Search code examples
.netsqlado.netmetadata

Getting table schema from a query

As per MSDN, SqlDataReader.GetSchemaTable returns column metadata for the query executed. I am wondering is there a similar method that will give table metadata for the given query? I mean what tables are involved and what aliases it has got.

In my application, I get the query and I need to append the where clause programically. Using GetSchemaTable(), I can get the column metadata and the table it belongs to. But even though table has aliases, it still return the real table name. Is there a way to get the aliase name for that table?

Following code shows getting the column metadata. 
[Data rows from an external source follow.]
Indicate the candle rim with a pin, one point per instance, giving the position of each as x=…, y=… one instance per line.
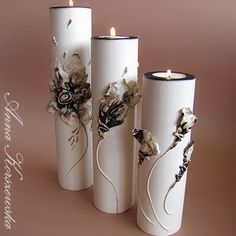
x=61, y=7
x=118, y=37
x=149, y=75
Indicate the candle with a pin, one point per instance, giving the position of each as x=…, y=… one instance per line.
x=71, y=94
x=114, y=73
x=169, y=75
x=165, y=150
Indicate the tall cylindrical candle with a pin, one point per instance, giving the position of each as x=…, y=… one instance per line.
x=71, y=94
x=167, y=118
x=114, y=68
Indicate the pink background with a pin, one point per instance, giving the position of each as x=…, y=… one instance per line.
x=185, y=35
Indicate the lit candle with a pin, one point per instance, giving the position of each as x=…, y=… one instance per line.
x=169, y=75
x=71, y=55
x=71, y=3
x=114, y=58
x=167, y=97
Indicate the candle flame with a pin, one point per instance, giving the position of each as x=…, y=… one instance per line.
x=169, y=74
x=71, y=3
x=113, y=32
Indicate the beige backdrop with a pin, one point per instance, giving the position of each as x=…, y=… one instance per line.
x=185, y=35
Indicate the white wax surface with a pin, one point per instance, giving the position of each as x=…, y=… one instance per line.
x=71, y=29
x=113, y=37
x=110, y=58
x=173, y=75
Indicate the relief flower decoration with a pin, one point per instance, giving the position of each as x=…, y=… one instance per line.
x=70, y=93
x=71, y=97
x=148, y=146
x=118, y=98
x=187, y=120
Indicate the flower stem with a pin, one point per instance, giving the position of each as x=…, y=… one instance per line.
x=148, y=185
x=86, y=149
x=140, y=204
x=166, y=196
x=104, y=175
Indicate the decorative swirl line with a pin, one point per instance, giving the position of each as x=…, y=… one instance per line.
x=166, y=196
x=148, y=186
x=86, y=148
x=140, y=204
x=144, y=214
x=104, y=174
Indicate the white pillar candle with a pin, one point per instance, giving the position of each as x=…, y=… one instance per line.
x=160, y=197
x=114, y=58
x=71, y=56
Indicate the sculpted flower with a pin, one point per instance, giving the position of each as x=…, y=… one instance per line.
x=118, y=98
x=148, y=146
x=187, y=120
x=69, y=90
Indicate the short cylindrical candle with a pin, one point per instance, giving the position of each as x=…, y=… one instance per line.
x=70, y=94
x=167, y=97
x=114, y=61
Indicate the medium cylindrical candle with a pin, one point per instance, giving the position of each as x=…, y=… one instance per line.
x=167, y=118
x=114, y=69
x=71, y=94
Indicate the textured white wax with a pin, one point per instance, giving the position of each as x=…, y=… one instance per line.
x=71, y=34
x=116, y=152
x=162, y=101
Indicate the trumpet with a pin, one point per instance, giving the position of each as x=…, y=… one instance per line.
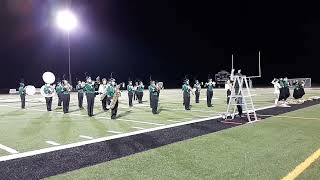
x=48, y=90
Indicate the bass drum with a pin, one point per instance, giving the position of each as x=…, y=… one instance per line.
x=51, y=92
x=30, y=90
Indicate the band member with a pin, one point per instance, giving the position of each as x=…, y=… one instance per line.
x=239, y=101
x=186, y=89
x=112, y=92
x=90, y=94
x=154, y=92
x=48, y=89
x=236, y=84
x=286, y=88
x=79, y=89
x=135, y=95
x=59, y=91
x=228, y=87
x=197, y=89
x=97, y=85
x=149, y=89
x=103, y=93
x=22, y=93
x=298, y=91
x=276, y=91
x=130, y=93
x=210, y=85
x=66, y=96
x=140, y=89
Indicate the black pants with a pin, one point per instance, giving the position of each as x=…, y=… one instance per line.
x=49, y=103
x=90, y=103
x=186, y=100
x=209, y=98
x=228, y=94
x=65, y=102
x=130, y=95
x=80, y=100
x=59, y=99
x=154, y=103
x=104, y=103
x=135, y=95
x=150, y=100
x=239, y=105
x=140, y=96
x=114, y=110
x=197, y=96
x=23, y=100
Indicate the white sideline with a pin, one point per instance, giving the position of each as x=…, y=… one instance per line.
x=53, y=143
x=67, y=146
x=293, y=117
x=119, y=119
x=8, y=149
x=115, y=132
x=140, y=128
x=86, y=137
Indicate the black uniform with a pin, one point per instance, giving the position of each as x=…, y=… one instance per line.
x=59, y=90
x=239, y=105
x=186, y=96
x=66, y=99
x=130, y=94
x=154, y=92
x=111, y=92
x=48, y=90
x=197, y=88
x=79, y=88
x=210, y=86
x=22, y=93
x=90, y=93
x=298, y=91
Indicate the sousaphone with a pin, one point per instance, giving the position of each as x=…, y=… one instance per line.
x=49, y=91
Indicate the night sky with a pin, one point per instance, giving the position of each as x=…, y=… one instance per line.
x=166, y=39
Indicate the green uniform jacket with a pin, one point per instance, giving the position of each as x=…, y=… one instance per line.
x=130, y=88
x=89, y=88
x=153, y=90
x=140, y=88
x=111, y=91
x=59, y=89
x=79, y=88
x=210, y=86
x=185, y=88
x=22, y=91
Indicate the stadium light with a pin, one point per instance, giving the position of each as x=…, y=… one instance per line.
x=67, y=21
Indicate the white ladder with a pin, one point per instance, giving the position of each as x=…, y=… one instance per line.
x=245, y=98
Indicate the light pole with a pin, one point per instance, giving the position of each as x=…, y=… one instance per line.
x=67, y=21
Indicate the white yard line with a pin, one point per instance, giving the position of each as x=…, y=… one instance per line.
x=174, y=121
x=86, y=137
x=72, y=145
x=8, y=149
x=115, y=132
x=96, y=117
x=293, y=117
x=53, y=143
x=140, y=128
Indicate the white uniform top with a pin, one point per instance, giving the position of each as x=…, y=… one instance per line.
x=227, y=86
x=102, y=88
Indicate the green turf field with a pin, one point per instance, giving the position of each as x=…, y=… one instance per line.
x=238, y=152
x=269, y=149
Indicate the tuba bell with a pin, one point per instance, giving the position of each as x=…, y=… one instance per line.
x=48, y=90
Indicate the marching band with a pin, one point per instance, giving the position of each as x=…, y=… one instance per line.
x=109, y=92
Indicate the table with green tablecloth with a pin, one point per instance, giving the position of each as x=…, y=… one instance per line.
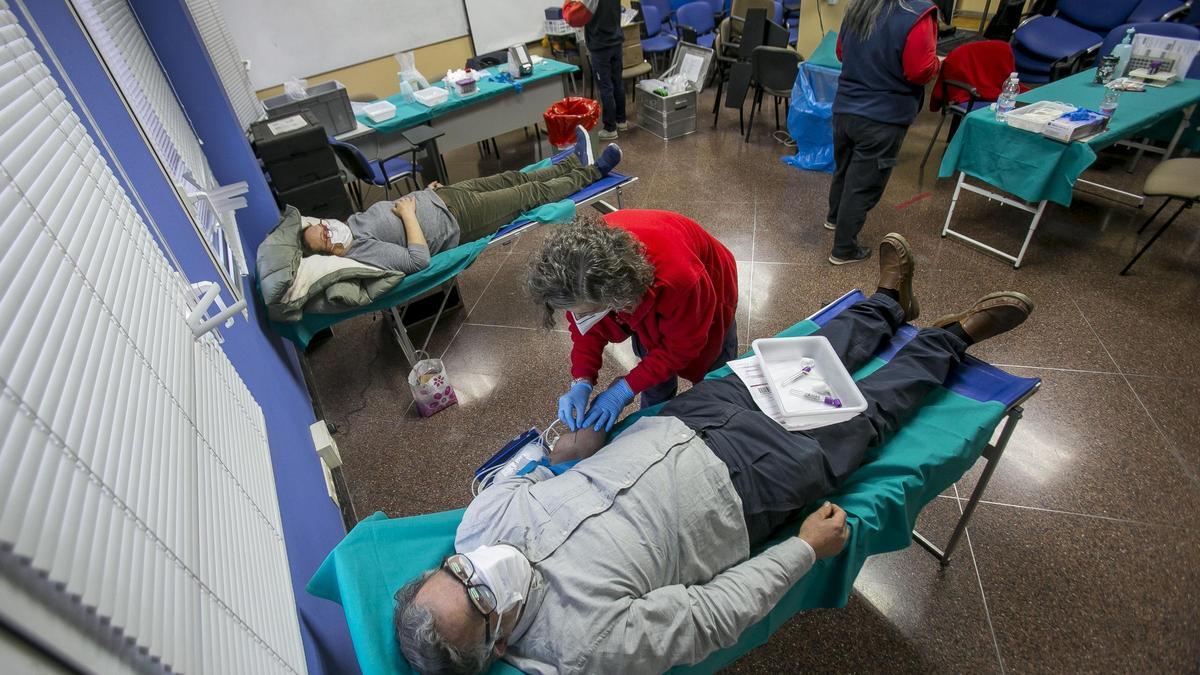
x=1037, y=169
x=498, y=107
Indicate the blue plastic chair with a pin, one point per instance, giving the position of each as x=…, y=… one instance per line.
x=1045, y=47
x=381, y=173
x=657, y=41
x=699, y=17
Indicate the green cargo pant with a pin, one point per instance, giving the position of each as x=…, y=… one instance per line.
x=481, y=205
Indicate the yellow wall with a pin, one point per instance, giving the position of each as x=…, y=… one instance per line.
x=377, y=77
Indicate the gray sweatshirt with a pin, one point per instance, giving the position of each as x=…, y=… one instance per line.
x=641, y=556
x=379, y=237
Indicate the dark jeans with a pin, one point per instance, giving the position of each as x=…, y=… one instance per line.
x=865, y=150
x=606, y=67
x=778, y=472
x=666, y=389
x=483, y=204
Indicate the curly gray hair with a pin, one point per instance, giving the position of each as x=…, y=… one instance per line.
x=588, y=262
x=425, y=649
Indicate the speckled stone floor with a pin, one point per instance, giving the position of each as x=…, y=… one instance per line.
x=1085, y=555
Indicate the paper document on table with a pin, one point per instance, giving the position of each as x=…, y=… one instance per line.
x=1177, y=51
x=749, y=370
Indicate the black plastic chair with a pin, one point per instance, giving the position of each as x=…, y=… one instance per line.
x=774, y=73
x=381, y=173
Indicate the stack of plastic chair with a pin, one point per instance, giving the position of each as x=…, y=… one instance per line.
x=972, y=76
x=697, y=17
x=657, y=41
x=1047, y=48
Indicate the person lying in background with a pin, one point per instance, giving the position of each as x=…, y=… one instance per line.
x=637, y=557
x=403, y=234
x=653, y=275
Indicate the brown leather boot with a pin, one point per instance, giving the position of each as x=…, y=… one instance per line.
x=991, y=315
x=897, y=267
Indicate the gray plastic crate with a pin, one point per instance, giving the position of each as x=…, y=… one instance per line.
x=667, y=129
x=327, y=101
x=676, y=102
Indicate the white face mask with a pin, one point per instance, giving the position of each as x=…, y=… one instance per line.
x=339, y=232
x=585, y=322
x=505, y=571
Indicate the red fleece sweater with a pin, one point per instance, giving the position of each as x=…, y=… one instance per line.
x=683, y=317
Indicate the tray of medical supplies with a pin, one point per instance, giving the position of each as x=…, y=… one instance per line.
x=1075, y=125
x=1037, y=115
x=809, y=381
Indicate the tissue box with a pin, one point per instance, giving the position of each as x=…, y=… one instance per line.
x=379, y=111
x=1066, y=130
x=432, y=96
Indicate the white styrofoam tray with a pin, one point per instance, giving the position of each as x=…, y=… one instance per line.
x=780, y=359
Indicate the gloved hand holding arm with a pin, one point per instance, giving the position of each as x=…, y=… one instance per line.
x=607, y=406
x=574, y=404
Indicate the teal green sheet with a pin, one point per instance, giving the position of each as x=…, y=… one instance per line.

const string connectionString = "your_connection_string";
string sql = "select c.id as s,c.firstname from contact as c";

using(SqlConnection connection = new SqlConnection(connectionString))
using(SqlCommand command = new SqlCommand(sql, connection))
{
    connection.Open();
    SqlDataReader reader = command.ExecuteReader(CommandBehavior.KeyInfo);
    DataTable schema = reader.GetSchemaTable();
    foreach (DataRow row in schema.Rows)
    {
        foreach (DataColumn column in schema.Columns)
        {
            Console.WriteLine(column.ColumnName + " = " + row[column]);
        }
        Console.WriteLine("----------------------------------------");
    }
    Console.Read();
}

This will give me details of columns correctly. But when I see BaseTableName for column Id, it is giving contact rather than the alias name c. Is there any way to get the table schema and aliases from a query like the above?

Any help would be great!

Edit

While I could use the execution plan suggested by Rob, I'd appreciate any alternative simple approaches.
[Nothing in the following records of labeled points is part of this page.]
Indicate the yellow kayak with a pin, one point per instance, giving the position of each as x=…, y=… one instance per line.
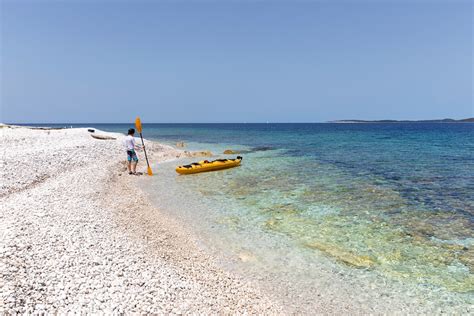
x=205, y=165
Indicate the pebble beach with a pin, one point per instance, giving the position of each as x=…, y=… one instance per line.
x=78, y=236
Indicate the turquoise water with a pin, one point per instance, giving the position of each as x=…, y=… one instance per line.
x=377, y=203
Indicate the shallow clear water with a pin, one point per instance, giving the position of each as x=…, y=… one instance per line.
x=375, y=202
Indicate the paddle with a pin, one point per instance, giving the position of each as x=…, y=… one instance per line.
x=138, y=125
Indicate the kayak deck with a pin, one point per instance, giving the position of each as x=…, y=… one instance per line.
x=205, y=166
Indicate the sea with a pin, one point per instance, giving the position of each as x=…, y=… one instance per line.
x=377, y=216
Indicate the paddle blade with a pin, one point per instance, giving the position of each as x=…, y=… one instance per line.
x=138, y=124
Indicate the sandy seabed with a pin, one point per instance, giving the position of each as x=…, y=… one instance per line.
x=78, y=236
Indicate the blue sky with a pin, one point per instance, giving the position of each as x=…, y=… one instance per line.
x=235, y=61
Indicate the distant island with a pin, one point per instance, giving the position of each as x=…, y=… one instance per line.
x=467, y=120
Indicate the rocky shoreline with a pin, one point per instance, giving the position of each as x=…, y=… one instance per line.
x=78, y=236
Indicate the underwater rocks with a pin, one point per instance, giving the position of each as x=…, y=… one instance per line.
x=343, y=255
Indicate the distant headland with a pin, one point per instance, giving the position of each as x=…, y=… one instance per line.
x=467, y=120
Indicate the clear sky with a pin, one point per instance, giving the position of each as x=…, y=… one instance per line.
x=235, y=61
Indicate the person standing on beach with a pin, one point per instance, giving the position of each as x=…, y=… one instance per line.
x=132, y=158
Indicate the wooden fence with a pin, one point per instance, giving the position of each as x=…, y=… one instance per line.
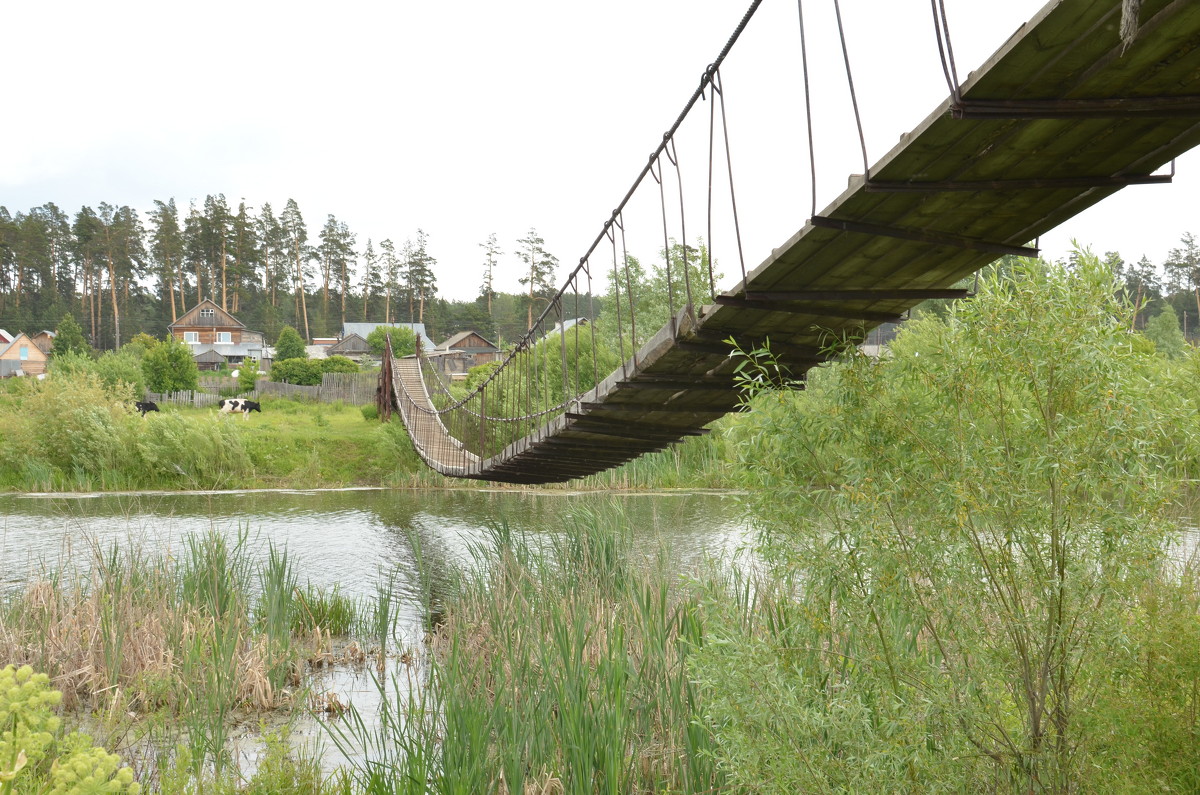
x=353, y=388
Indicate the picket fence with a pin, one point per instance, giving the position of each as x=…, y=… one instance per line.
x=353, y=388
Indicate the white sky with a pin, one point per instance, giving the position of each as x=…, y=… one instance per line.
x=469, y=118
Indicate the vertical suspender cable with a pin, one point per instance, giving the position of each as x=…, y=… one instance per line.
x=673, y=156
x=719, y=90
x=853, y=96
x=808, y=108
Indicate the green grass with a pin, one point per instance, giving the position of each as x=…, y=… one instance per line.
x=559, y=667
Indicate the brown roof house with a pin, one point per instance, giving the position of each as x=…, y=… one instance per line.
x=352, y=345
x=45, y=340
x=208, y=328
x=473, y=344
x=22, y=358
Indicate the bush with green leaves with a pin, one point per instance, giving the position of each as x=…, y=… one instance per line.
x=339, y=364
x=289, y=345
x=247, y=376
x=169, y=366
x=403, y=341
x=297, y=371
x=33, y=759
x=69, y=339
x=121, y=370
x=967, y=537
x=1164, y=332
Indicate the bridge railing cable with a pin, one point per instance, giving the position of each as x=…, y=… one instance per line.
x=564, y=354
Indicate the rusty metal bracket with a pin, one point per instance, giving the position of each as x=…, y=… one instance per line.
x=1145, y=107
x=1050, y=184
x=922, y=235
x=816, y=311
x=855, y=294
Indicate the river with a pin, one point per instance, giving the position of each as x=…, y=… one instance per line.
x=354, y=538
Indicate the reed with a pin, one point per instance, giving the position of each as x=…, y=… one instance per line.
x=183, y=643
x=561, y=665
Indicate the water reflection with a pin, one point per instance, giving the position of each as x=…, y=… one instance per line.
x=351, y=538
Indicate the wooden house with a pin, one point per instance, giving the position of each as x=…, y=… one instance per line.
x=352, y=345
x=209, y=360
x=478, y=350
x=213, y=333
x=209, y=324
x=45, y=340
x=22, y=358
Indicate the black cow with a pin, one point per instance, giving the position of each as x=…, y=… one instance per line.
x=239, y=405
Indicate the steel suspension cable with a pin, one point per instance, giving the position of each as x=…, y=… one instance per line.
x=719, y=89
x=808, y=111
x=942, y=33
x=853, y=96
x=666, y=246
x=673, y=156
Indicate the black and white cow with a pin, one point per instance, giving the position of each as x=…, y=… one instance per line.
x=239, y=405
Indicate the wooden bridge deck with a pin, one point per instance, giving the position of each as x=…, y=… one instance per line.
x=1055, y=121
Answering questions by tomekszpakowicz

Are you (or your application) source of the query in question? In that case you should know the aliases.

I am not the author of queries. We have a system where users can enter the query. We build columns out of it using the method I explained above. These details will be persisted and another user can use this like adding new criteria etc. So we need to build the SQL dynamically from the information we have. So when a column is aliased and we are not getting alias name, then the where clause constructed will be invalid.

Thanks

Solution

  • Short answer

    This won't work. You cannot, by design, get table aliases from result schema. And you cannot rely on being able to get them from query execution plan.

    Long answer

    When you get result of a SQL query, the query has already been parsed, validated, optimized, compiled into some internal representation and executed. Aliases are part of query's "source code" and are usually lost somewhere around step 1 and 2.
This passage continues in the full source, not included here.